Полицейский начальник задумался, пытаясь обдумать слова странного военного, да так глубоко, что Карп Никитич, понимая, что десять рублей рискуют быть истрачены зазря, а завтра ему предстоит тяжелый разговор с хозяином, не выдержал и выдвинувшись из тени, зашептал в ухо главного полицейского чина.
– И что вам нашептывает этот наушник? – усмехнулся офицер.
– Почетный гражданин утверждает, что вы, господин прапорщик, все-таки, торгуете спиртным без лицензии…
– Ни слова больше, Кирилл Мефодьевич. – поднял палец прапорщик: – Не надо произносить слов, за которые вам будет, впоследствии стыдно. Согласно императорскому уложению, купля продажа на территории империи ведется посредством государственных средств платежа, а именно, эмитированных государственным банком рублей и копеек. Если этот малахольный намекает вам про те бумажки, что добрые господа мастеровые кидают в ящик для пожертвований…– как по волшебству, в глубине притихшей палатки вспыхнул еще один магический фонарик, висящий, аккурат, над железным ящиком, с криво приклеенной бумагой, на которой кто-то старательно вывел «На благие дела»: – То эти бумажки к деньгам никаким образом не относятся, соответственно никакой продажи тут не имеется.

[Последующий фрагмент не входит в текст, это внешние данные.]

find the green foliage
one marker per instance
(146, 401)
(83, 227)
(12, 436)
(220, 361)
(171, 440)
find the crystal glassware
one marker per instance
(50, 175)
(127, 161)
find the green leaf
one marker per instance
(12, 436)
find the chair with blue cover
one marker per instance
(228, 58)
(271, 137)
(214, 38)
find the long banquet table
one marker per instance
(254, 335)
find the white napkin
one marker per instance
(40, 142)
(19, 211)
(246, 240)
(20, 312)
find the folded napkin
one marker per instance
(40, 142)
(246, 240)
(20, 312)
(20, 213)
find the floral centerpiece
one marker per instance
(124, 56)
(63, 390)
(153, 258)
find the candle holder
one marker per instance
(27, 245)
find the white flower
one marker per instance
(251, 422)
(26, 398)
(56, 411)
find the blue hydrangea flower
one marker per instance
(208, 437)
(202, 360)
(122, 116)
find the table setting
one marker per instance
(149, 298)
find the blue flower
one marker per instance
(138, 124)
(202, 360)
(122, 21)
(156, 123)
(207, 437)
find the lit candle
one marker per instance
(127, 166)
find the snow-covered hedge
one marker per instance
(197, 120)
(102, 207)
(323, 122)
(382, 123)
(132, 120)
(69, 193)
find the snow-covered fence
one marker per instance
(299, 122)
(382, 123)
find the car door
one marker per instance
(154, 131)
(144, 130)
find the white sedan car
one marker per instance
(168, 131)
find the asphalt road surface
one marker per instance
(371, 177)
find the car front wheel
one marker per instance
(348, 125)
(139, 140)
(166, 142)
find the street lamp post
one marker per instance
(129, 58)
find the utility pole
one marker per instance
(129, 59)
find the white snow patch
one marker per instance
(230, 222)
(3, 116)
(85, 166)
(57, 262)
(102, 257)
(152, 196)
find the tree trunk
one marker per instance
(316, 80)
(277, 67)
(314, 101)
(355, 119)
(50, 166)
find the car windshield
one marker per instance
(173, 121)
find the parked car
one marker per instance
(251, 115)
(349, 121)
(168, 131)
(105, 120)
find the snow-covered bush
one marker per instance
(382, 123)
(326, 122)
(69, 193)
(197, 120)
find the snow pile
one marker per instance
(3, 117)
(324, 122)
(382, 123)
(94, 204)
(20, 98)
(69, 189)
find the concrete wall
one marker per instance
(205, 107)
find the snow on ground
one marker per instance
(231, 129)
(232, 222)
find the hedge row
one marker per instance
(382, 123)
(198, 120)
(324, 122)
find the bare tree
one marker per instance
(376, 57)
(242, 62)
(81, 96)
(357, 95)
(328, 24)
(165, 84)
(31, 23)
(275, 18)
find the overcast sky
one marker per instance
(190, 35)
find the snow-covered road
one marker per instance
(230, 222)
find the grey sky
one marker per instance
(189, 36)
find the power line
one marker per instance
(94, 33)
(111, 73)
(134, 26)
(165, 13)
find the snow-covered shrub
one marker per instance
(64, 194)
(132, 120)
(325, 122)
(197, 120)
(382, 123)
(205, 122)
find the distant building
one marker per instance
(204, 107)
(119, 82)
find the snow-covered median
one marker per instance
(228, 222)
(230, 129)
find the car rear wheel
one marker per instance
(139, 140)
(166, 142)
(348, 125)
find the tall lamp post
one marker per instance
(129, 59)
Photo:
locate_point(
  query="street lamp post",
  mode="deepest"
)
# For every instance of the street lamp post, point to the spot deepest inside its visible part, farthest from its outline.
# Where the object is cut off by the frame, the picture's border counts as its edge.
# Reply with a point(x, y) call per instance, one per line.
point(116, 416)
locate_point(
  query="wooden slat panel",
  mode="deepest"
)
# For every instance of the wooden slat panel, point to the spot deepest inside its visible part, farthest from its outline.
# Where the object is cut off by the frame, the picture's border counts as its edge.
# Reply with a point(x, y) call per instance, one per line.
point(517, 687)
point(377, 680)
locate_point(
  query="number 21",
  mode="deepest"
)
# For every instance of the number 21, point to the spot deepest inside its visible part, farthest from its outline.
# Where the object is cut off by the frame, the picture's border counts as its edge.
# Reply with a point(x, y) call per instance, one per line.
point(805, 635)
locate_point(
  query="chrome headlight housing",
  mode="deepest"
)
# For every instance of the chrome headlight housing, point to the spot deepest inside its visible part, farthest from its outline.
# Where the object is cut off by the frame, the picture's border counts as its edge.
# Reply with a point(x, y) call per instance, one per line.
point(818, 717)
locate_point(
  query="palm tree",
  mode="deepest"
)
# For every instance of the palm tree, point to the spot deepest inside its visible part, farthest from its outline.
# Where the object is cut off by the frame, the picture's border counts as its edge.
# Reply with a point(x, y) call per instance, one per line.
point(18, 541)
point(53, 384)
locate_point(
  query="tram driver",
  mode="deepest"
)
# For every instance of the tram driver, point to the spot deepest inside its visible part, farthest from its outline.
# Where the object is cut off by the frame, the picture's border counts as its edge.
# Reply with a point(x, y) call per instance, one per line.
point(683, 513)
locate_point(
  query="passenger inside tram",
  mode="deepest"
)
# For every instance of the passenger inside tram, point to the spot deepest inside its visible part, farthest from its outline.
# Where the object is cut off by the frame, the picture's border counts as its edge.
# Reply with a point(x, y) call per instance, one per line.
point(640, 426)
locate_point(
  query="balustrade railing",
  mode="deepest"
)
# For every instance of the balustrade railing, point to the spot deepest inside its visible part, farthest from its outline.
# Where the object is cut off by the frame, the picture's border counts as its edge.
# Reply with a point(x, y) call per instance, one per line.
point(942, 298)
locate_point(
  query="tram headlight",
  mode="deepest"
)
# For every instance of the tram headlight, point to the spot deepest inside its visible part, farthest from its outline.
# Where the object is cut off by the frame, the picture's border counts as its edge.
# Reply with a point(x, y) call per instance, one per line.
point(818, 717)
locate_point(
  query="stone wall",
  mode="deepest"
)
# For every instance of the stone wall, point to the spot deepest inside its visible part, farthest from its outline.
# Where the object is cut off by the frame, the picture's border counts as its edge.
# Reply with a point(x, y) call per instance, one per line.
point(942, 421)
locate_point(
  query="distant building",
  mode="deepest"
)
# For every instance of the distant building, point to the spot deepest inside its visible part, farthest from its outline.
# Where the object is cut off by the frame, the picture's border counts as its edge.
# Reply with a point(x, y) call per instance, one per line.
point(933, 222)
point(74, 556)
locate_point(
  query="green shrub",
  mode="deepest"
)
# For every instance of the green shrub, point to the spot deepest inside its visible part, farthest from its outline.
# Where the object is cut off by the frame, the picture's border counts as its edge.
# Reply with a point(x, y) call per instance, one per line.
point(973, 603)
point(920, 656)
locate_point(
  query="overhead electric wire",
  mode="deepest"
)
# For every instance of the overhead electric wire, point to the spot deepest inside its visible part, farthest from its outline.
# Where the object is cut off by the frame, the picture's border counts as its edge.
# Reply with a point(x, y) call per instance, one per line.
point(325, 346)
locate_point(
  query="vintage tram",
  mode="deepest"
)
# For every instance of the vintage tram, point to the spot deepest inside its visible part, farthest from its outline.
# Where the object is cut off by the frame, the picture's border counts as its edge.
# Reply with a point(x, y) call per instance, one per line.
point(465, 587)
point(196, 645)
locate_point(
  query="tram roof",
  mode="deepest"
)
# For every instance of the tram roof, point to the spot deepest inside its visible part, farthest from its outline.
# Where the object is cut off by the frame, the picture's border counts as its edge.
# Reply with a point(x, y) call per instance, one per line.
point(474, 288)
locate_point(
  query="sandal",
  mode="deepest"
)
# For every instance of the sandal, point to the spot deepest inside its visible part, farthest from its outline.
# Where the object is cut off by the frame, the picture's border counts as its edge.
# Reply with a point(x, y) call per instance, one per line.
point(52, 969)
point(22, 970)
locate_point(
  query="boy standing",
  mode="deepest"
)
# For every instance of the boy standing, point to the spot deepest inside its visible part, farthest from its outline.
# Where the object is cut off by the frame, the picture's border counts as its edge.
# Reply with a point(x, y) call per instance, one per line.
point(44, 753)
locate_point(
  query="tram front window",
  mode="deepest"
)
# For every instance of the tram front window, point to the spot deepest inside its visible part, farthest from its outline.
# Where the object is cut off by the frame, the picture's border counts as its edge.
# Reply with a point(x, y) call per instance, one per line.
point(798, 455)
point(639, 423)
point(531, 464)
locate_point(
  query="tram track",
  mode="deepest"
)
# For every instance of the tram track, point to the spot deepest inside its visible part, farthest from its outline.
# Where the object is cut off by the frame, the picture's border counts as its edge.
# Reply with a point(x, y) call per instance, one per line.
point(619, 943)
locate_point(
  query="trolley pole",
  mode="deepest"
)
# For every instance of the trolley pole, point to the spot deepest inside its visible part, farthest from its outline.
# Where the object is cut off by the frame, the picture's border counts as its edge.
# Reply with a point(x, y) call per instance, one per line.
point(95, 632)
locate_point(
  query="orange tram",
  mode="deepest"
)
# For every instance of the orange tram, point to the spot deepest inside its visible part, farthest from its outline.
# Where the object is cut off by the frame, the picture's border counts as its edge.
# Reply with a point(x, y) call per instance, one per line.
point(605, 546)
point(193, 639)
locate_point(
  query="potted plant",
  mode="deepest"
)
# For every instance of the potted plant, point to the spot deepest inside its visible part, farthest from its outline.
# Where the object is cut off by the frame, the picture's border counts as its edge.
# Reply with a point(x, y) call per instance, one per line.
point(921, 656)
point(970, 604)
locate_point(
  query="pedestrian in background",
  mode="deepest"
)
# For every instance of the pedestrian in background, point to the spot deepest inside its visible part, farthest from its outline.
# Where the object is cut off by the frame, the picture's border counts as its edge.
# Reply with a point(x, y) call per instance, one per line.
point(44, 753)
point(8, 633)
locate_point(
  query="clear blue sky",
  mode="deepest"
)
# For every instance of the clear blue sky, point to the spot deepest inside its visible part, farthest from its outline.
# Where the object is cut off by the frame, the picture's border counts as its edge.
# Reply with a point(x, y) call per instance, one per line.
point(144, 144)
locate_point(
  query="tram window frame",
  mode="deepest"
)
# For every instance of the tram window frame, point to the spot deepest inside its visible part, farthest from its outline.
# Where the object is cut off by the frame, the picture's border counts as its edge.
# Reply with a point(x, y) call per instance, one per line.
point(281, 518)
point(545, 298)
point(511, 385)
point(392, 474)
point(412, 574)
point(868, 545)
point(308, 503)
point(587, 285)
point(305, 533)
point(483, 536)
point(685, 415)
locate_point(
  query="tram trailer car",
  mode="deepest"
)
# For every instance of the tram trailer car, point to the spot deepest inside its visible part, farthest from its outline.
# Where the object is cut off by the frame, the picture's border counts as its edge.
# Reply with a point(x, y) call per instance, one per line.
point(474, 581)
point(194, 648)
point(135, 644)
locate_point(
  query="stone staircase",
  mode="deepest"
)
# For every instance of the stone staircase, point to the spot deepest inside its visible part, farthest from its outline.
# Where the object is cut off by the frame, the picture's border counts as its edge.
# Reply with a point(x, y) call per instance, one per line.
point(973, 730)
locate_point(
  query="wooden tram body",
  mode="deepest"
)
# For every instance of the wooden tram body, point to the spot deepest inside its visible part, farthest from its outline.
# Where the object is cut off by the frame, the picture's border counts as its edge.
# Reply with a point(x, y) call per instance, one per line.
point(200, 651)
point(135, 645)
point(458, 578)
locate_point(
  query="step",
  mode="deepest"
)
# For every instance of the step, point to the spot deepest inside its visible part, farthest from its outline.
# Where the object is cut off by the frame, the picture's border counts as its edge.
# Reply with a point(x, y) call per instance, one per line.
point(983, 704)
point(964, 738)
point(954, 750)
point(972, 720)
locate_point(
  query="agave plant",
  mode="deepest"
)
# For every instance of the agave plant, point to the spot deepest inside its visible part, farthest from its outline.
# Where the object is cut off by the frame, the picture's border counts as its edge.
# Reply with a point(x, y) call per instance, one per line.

– Но это же натуральный кабак! – воскликнул, выведенный из себя полицейский начальник, понимающий, что разговор идет не в той тональности, к которой он привык.
– И опять вас злостно ввели в заблуждение, уважаемый Кирилл Мефодьевич. – корректно прервал его прапорщик: – Эти палатки являются полевым лагерем Булатовского полка, в котором проходит празднование нашего национального праздника – Дня защитника священных рубежей, который празднуется вместе с широкими кругами местного населения. Вон, у нас и плакат, соответствующий висит. А по договору между княжеством и империей, пункт тридцать два, подпункт четырнадцать, воинские подразделения княжества, в интересах государства, вправе передвигаться по любым местностям и останавливаться во всякой точке, если будет в этом необходимость. Вот, мы здесь и остановились. А сейчас проводим праздничные мероприятия.
Проследив за рукой офицера, губернский секретарь прочитал белые буквы, выведенные на растянутом кумаче, что сложились в простые, но, в тоже время, великие слова: «Народ и армия едины!»
– Господин прапорщик…– полицейский неуверенно кивнул на транспарант: – Осмелюсь спросить, а лозунг сей согласован там?
Голубев неопределенно повертел пальцем над головой:
– Цензурный комитет не возражает?
– Ну конечно нет, это же самый коронный лозунг. Что может быть прекрасней? А вообще, Кирилл Мефодьевич, мне кажется, что нам необходимо всыпать горячих вашему кляузнику, иначе он не угомонится. – глаза прапорщика начали шарить по стоящим вокруг людям. Карп Никитич, почуяв неладное, попытался отступить в темноту, но ловкие руки перехватили его и потащили за палатки.
Часа через три последний мастеровой ткнулся лицом в миску с квашенной капустой, так и не донеся последнюю кружку до рта.
По команде прапорщика, слабо мычащее тело было подхвачено с двух сторон стрелками и человека повели-потащили к ожидающим поодаль, уже заполненным до отказа телегам. Это был последний рейс до погрузочной площадки, люди и лошади устали, но дело того стоило.
Утром сто пятьдесят два синих, трясущихся от глубочайшего похмелья, мужика, стояли передо мной, пытаясь понять, кто они такие и что происходит.
– Очухались? – я вышел перед подобием строя и встал, покачиваясь с пятки на носок: – Если кто-то меня не знает, я князь Булатов Олег Александрович, младший сын покойного князя и, в настоящий момент, соправитель княжества вместе со своим братом Димитрием Александровичем. По договору с братом, он правит княжеским подворьем, двором и гвардией, я же всем остальным. То есть вашими жизнями и жизнями членов вашей семьи, вашим жильем и вашей работой. Как видите, город цел, дома ваши, которые князь построил для вас, тоже целы. Городу не хватает лишь людей, которые оживят город и завод.